= Jonathan Plowright =

English classical pianist (born 1959)

Jonathan Plowright (born 1959) is an English classical pianist.

==Life and career==
Plowright was born in Yorkshire, England. He was educated at Stonyhurst College, in Lancashire. He was a gold medallist at the Royal Academy of Music, London, where his professor was Alexander Kelly. He was also a recipient of a Fulbright Scholarship to study at the Peabody Conservatory in Baltimore with Julio Esteban.

Plowright won the Baltimore Symphony Orchestra Award in 1984 and the European Piano Competition in 1989. His USA debut was at Carnegie Hall in 1984. His UK debut followed in 1985, at Wigmore Hall.

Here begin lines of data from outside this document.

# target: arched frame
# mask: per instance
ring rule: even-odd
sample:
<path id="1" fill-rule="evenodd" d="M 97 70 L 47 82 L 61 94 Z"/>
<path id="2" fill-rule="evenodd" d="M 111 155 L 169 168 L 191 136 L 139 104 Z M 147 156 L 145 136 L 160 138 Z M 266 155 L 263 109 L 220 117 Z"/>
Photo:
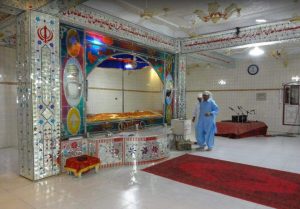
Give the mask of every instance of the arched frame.
<path id="1" fill-rule="evenodd" d="M 87 86 L 86 86 L 86 100 L 88 100 L 88 76 L 91 74 L 92 71 L 94 71 L 101 63 L 103 63 L 104 61 L 110 59 L 110 58 L 113 58 L 114 56 L 118 56 L 118 55 L 125 55 L 125 54 L 128 54 L 128 55 L 132 55 L 132 56 L 136 56 L 138 57 L 139 59 L 143 60 L 145 63 L 147 63 L 152 69 L 154 69 L 154 71 L 156 72 L 156 74 L 158 75 L 158 77 L 160 78 L 160 81 L 162 83 L 162 85 L 164 86 L 164 89 L 163 89 L 163 92 L 165 92 L 165 83 L 166 83 L 166 79 L 165 78 L 165 70 L 164 70 L 164 66 L 165 66 L 165 61 L 164 60 L 160 60 L 160 65 L 152 65 L 151 62 L 149 62 L 146 58 L 144 58 L 142 55 L 137 55 L 135 53 L 132 53 L 132 52 L 121 52 L 122 50 L 113 50 L 113 52 L 115 52 L 115 54 L 111 54 L 111 55 L 107 55 L 106 57 L 101 57 L 99 58 L 96 62 L 95 62 L 95 65 L 94 65 L 94 68 L 89 69 L 89 71 L 87 71 L 86 69 L 86 80 L 87 80 Z M 160 73 L 161 72 L 161 73 Z M 122 72 L 123 73 L 123 72 Z M 124 112 L 124 80 L 122 80 L 122 101 L 123 101 L 123 104 L 122 104 L 122 109 L 123 109 L 123 112 Z M 163 112 L 163 115 L 165 115 L 165 112 Z"/>
<path id="2" fill-rule="evenodd" d="M 109 57 L 115 56 L 117 54 L 124 54 L 124 53 L 134 54 L 140 57 L 141 59 L 147 61 L 147 63 L 149 63 L 149 65 L 155 70 L 155 72 L 158 74 L 164 86 L 164 90 L 163 90 L 164 105 L 162 110 L 162 112 L 164 113 L 163 122 L 167 122 L 167 123 L 171 122 L 171 119 L 173 118 L 173 112 L 174 112 L 173 106 L 174 106 L 174 95 L 175 95 L 174 92 L 175 55 L 170 54 L 168 52 L 163 52 L 153 48 L 145 47 L 129 40 L 117 39 L 111 37 L 110 35 L 105 35 L 90 30 L 84 30 L 70 25 L 61 25 L 61 40 L 62 40 L 61 52 L 67 51 L 67 49 L 65 49 L 66 47 L 69 48 L 72 47 L 65 44 L 66 41 L 64 36 L 68 34 L 69 30 L 80 31 L 84 33 L 83 43 L 81 42 L 83 48 L 83 54 L 84 54 L 83 55 L 84 72 L 82 73 L 84 82 L 81 84 L 81 86 L 84 87 L 85 92 L 82 94 L 84 98 L 83 105 L 81 106 L 82 111 L 79 110 L 79 111 L 72 112 L 73 115 L 77 116 L 77 118 L 80 118 L 80 125 L 78 127 L 77 126 L 75 127 L 80 131 L 76 132 L 73 129 L 68 128 L 70 124 L 74 124 L 74 123 L 72 122 L 68 123 L 67 120 L 62 120 L 63 127 L 65 127 L 63 138 L 84 135 L 87 133 L 87 127 L 85 122 L 86 121 L 86 98 L 88 96 L 86 78 L 96 66 L 98 66 L 100 63 L 102 63 L 104 60 L 108 59 Z M 74 41 L 74 44 L 76 44 L 76 41 Z M 64 60 L 62 60 L 62 66 L 64 66 Z M 64 70 L 62 69 L 62 71 Z M 62 100 L 66 101 L 66 95 L 64 91 L 62 91 Z M 68 100 L 67 103 L 68 104 L 67 105 L 65 104 L 64 106 L 70 106 L 69 109 L 71 110 L 72 105 L 69 104 Z M 68 114 L 65 114 L 65 116 L 64 114 L 62 114 L 62 118 L 68 118 Z"/>

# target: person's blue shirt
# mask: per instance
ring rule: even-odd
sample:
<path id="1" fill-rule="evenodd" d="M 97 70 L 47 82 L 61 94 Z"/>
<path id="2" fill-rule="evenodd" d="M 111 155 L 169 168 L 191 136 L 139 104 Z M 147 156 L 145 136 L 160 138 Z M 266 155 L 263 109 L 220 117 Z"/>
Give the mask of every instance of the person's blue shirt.
<path id="1" fill-rule="evenodd" d="M 212 148 L 214 145 L 214 134 L 217 132 L 216 116 L 219 113 L 219 107 L 213 99 L 202 101 L 200 103 L 200 115 L 197 124 L 198 144 Z M 209 114 L 206 116 L 206 114 Z"/>

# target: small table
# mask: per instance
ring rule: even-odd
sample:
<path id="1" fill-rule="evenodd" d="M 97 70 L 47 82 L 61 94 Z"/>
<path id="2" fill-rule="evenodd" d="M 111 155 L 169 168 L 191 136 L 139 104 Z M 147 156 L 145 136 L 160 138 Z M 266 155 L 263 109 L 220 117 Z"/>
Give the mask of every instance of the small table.
<path id="1" fill-rule="evenodd" d="M 65 169 L 74 176 L 81 177 L 81 174 L 95 168 L 97 173 L 100 167 L 100 159 L 89 155 L 68 158 Z"/>
<path id="2" fill-rule="evenodd" d="M 261 121 L 248 121 L 245 123 L 236 123 L 231 121 L 217 122 L 216 136 L 225 136 L 233 139 L 250 137 L 250 136 L 265 136 L 268 126 Z"/>

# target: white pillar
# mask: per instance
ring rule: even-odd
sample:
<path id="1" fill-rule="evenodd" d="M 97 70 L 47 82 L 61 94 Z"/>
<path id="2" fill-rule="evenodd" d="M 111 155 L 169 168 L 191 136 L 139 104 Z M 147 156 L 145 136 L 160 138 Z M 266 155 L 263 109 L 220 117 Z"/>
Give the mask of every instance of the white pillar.
<path id="1" fill-rule="evenodd" d="M 186 55 L 176 55 L 176 116 L 186 118 Z"/>

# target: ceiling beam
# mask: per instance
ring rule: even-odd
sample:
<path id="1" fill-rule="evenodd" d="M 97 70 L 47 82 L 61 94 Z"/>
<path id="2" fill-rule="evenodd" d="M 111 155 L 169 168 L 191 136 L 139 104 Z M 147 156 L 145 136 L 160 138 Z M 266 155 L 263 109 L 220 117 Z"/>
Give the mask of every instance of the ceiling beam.
<path id="1" fill-rule="evenodd" d="M 1 0 L 1 5 L 18 10 L 36 10 L 51 0 Z"/>
<path id="2" fill-rule="evenodd" d="M 22 9 L 18 9 L 16 7 L 8 6 L 4 4 L 4 2 L 0 3 L 0 12 L 10 14 L 10 15 L 18 15 L 22 12 Z"/>
<path id="3" fill-rule="evenodd" d="M 135 41 L 166 52 L 180 52 L 178 39 L 162 35 L 161 33 L 146 29 L 85 5 L 78 5 L 61 12 L 59 17 L 62 22 L 81 25 L 86 29 Z"/>
<path id="4" fill-rule="evenodd" d="M 57 15 L 59 12 L 75 7 L 87 0 L 1 0 L 0 12 L 18 15 L 24 10 L 36 10 Z"/>
<path id="5" fill-rule="evenodd" d="M 300 38 L 300 23 L 281 21 L 211 33 L 205 37 L 186 38 L 181 41 L 181 52 L 193 53 L 298 38 Z"/>
<path id="6" fill-rule="evenodd" d="M 87 0 L 54 0 L 40 7 L 38 11 L 56 16 L 59 13 L 82 4 L 86 1 Z"/>
<path id="7" fill-rule="evenodd" d="M 16 25 L 16 16 L 12 15 L 0 22 L 0 46 L 16 46 Z"/>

Plowright has performed worldwide as recitalist, appeared with leading orchestras and ensembles, made many commercial recordings and appeared on radio and TV broadcasts.

He champions neglected music from Polish Romantic composers, including Zygmunt Stojowski, Ignacy Jan Paderewski Juliusz Zarębski, Władysław Żeleński, Ludomir Różycki, Ignaz Friedman and Henryk Melcer-Szczawiński, which he has recorded for Hyperion Records and Warner Classics.

He gave the world premiere performance of Constant Lambert's Piano Concerto, and made world premiere recordings of the transcriptions of JS Bach by Walter Morse Rummel, the 'Bach Book for Harriet', the collaborative suite Homage to Paderewski and the "Symphonic Rhapsody" by Stojowski.

Between 2012 and 2017 Plowright recorded the complete solo piano works of Johannes Brahms for BIS Records.

He taught part-time at the Royal Conservatoire of Scotland from 2007 until 2020. He offers masterclasses, consultation lessons and prize adjudications.